“Even the greatest mathematicians, the ones that we would put into our mythology of great mathematicians, had to do a great deal of leg work in order to get to the solution in the end.”
“Growing up, I would have to watch the other children and learn from my mistakes. I would have to push myself to overcome the things most people don't have to think about. Brushing my teeth was very difficult because of the noise of the brush.”
“I was incredibly lucky that my first book found a large and loyal readership. It changed my life - from being a very withdrawn adult to living in Paris as a full-time writer. It has also given me enormous confidence.”
“I recited Pi to 22,514 decimal points in five hours and nine minutes. I was able to do this because of weeks of study, aided by the unusual synaesthesic way my mind perceives numbers as complex multidimensional coloured and textured shapes.”
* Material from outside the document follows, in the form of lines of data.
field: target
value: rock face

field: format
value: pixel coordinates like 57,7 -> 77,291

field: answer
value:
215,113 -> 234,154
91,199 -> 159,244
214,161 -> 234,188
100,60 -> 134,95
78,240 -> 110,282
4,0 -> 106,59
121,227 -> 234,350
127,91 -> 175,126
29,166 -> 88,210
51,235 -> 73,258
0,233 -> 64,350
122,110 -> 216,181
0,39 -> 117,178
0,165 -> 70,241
“37 is a lumpy number, a bit like porridge. Six is very small and dark and cold, and whenever I was little trying to understand what sadness is I would imagine myself inside a number six and having that experience of cold and darkness. Similarly, number four is a shy number.”
“I'm not sure I'm the only savant with high IQ or with an above average IQ. Again, it may just be that we don't know very many of the others.”
“I feel traveling certainly does broaden the mind. In my case certainly I feel more confident. It gives you a new perspective on the world.”
“I certainly have routines in my day-to-day life that are important to me and still give me feelings of security and control, but the capacity to break out of them every so often as I travel has given me a second wind.”
“I do read a lot, and I think in recent years the ratio between the amount of non-fiction and fiction has tipped quite considerably. I did read fiction as a teenager as well, mostly because I was forced to read fiction, of course, to go through high school.”
“If when we are taught English we are just taught the rules of grammar, it would take all our love of our language away from us. What makes us love a subject like English is when we learn all these fantastic stories. Feeding the imagination is what makes a subject come alive.”